Hard Ground

Luke 8:5, 11-12 “A farmer went out to sow his seed. As he was scattering the seed, some fell along the path; it was trampled on, and the birds of the air ate it up… The seed is the word of God. Those along the path are the ones who hear, and then the devil comes and takes away the word from their hearts, so that they may not believe and be saved.”

During archaeological excavations of Herod the Great’s palace on Masada in the mid-1960’s, a cache of Judean date palm seeds was discovered. The Judean date palm tree became extinct 800 years ago. For forty years this cache of seeds was stored at an Israeli university. In 2005 three of the seeds were planted, and one of them has grown into a tree that has been nicknamed “Methuselah.” The hope is that this tree can be crossbred with its nearest contemporary relative to produce fruit. After 2000 years this dry, hard, apparently lifeless piece of plant material has produced new life.

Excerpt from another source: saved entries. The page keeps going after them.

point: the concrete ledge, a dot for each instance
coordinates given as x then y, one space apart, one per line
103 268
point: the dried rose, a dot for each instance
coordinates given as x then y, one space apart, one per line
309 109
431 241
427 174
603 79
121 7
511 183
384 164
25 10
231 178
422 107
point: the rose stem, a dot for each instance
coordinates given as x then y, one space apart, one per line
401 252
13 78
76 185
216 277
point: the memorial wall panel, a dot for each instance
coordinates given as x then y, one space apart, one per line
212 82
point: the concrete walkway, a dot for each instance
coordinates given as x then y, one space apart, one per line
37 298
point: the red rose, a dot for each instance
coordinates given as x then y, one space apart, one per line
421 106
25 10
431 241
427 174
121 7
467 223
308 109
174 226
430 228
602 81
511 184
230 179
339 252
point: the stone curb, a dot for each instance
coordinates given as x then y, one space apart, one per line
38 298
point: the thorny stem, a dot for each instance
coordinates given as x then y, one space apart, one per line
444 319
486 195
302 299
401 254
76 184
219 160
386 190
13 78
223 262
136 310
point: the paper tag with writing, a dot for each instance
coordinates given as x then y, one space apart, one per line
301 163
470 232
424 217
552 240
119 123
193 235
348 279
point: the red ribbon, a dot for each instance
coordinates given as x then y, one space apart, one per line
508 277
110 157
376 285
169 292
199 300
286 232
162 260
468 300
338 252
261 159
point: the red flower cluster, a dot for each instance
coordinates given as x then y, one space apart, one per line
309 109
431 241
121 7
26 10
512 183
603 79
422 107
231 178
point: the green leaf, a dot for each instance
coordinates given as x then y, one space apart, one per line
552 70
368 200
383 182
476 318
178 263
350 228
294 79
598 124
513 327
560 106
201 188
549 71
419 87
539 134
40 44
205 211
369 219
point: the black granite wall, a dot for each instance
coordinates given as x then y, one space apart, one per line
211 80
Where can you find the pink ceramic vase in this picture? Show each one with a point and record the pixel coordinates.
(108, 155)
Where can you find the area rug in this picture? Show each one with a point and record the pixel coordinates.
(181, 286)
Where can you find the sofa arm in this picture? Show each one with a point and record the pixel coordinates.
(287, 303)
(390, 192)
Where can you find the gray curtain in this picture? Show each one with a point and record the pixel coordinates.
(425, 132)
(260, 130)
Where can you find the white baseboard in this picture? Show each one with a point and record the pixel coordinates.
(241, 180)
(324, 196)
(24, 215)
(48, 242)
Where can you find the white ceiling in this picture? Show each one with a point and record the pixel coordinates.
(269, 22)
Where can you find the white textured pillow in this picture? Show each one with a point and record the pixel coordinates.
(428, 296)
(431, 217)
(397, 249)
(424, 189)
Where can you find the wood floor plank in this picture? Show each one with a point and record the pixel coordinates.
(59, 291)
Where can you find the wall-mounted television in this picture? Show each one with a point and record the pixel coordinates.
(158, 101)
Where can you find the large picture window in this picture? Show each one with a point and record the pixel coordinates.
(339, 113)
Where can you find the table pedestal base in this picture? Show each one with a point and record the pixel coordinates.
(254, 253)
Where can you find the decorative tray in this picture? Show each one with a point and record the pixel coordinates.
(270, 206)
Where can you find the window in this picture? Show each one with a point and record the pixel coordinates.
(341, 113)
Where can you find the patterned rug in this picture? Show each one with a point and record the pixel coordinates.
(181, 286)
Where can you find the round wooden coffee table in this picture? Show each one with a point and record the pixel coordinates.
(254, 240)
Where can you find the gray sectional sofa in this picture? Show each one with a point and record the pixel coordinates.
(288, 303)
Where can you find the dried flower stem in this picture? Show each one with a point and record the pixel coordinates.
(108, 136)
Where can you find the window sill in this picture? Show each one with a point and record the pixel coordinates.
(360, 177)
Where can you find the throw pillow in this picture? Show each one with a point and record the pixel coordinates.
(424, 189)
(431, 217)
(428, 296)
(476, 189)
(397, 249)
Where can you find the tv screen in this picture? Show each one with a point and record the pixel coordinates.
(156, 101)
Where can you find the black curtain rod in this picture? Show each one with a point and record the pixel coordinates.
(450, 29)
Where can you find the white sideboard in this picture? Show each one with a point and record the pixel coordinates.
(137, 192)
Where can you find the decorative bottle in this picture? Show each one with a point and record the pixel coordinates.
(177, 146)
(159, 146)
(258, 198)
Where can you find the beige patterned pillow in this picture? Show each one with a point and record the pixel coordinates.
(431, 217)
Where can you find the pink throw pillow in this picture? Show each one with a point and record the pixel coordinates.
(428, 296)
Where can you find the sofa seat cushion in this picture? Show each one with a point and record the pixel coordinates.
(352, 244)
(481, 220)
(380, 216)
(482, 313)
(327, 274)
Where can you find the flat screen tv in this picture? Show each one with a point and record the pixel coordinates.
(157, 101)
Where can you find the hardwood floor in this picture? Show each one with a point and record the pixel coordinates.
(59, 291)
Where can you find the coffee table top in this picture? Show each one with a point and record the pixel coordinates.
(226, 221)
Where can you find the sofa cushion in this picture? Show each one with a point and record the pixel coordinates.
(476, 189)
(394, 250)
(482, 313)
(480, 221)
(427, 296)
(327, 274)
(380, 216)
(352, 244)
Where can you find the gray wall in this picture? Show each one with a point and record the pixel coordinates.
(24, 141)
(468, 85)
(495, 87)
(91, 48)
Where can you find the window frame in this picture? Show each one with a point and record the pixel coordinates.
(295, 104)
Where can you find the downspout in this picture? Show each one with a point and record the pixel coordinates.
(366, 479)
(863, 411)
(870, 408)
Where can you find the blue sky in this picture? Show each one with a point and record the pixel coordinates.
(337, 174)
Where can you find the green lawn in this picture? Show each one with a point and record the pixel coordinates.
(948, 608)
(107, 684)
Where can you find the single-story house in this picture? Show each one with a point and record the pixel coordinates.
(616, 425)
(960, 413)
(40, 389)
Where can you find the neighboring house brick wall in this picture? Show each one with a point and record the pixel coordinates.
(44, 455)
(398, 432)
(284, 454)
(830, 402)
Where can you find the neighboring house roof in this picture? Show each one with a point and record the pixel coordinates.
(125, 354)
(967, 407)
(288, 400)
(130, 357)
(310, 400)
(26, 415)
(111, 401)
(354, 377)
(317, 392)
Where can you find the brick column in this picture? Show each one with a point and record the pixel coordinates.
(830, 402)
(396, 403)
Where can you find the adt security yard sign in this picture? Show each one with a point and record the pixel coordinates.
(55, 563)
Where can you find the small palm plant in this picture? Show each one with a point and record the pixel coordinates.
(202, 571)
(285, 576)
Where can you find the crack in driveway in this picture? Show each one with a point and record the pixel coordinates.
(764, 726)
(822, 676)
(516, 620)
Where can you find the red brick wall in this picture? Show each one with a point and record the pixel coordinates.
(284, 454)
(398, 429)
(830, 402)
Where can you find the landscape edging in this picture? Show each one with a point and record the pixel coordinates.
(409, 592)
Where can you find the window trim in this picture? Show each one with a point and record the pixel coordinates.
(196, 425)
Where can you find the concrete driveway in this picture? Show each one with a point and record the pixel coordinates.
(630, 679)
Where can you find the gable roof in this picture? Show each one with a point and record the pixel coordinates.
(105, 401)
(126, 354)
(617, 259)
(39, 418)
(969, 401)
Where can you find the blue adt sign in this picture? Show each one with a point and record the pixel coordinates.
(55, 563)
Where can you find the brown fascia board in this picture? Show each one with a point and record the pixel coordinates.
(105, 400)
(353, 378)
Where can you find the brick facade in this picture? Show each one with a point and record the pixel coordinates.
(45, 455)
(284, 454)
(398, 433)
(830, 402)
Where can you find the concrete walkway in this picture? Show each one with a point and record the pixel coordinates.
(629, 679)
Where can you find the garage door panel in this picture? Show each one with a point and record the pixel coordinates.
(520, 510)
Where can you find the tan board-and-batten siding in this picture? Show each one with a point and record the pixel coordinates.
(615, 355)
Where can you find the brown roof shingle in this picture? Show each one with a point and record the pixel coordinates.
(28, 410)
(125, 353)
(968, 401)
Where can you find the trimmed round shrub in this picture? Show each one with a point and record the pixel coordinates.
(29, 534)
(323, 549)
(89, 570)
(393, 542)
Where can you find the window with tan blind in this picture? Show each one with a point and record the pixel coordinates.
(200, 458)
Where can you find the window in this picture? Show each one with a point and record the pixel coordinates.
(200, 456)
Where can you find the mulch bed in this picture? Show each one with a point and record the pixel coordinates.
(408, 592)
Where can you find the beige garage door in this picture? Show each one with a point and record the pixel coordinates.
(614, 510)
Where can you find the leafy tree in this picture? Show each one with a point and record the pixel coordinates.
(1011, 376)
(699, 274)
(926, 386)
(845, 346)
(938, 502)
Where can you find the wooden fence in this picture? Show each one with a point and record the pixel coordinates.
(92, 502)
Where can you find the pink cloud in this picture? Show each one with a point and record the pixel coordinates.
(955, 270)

Seeds are little miracles of creation. Something that looks so simple, just a little ball of ordinary material to the naked eye, possesses the power to transform itself into a living thing thousands of times its size, complex in shape, and beauty, and function.

Seeds make a fitting picture for the word of God in Jesus’ parable. Something that looks ordinary and small–just some words, a simple message–has the power transform itself into a new heart, a changed man, a life that never ends.

But sometimes the seed does not get a chance to produce the new life God seeks. The first time the devil appears in the Bible, the first words out of his mouth are, “Did God really say…?” Since that time attacking God’s word has been central to his business. It’s no surprise, then, when Jesus explains the first part of his parable this way: “Those along the path are the ones who hear, and then the devil comes and takes away the word from their hearts, so that they may not believe and be saved.”

Note that Jesus does not say the devil prevented these people from ever hearing the word of God. That is part of his business, too. He has many different strategies to keep God’s word out of human ears: oppressive governments that criminalize Christian mission work; lazy parents who won’t take their children to church; cultural forces that turn Sunday morning more and more into “me” time–you know, time to sleep in, golf, fish, or watch TV; jobs and sports that invade Sunday mornings and every other spare moment of time. The word of God terrifies Satan because of its power. He feels safest when he can keep a person from hearing or reading it altogether.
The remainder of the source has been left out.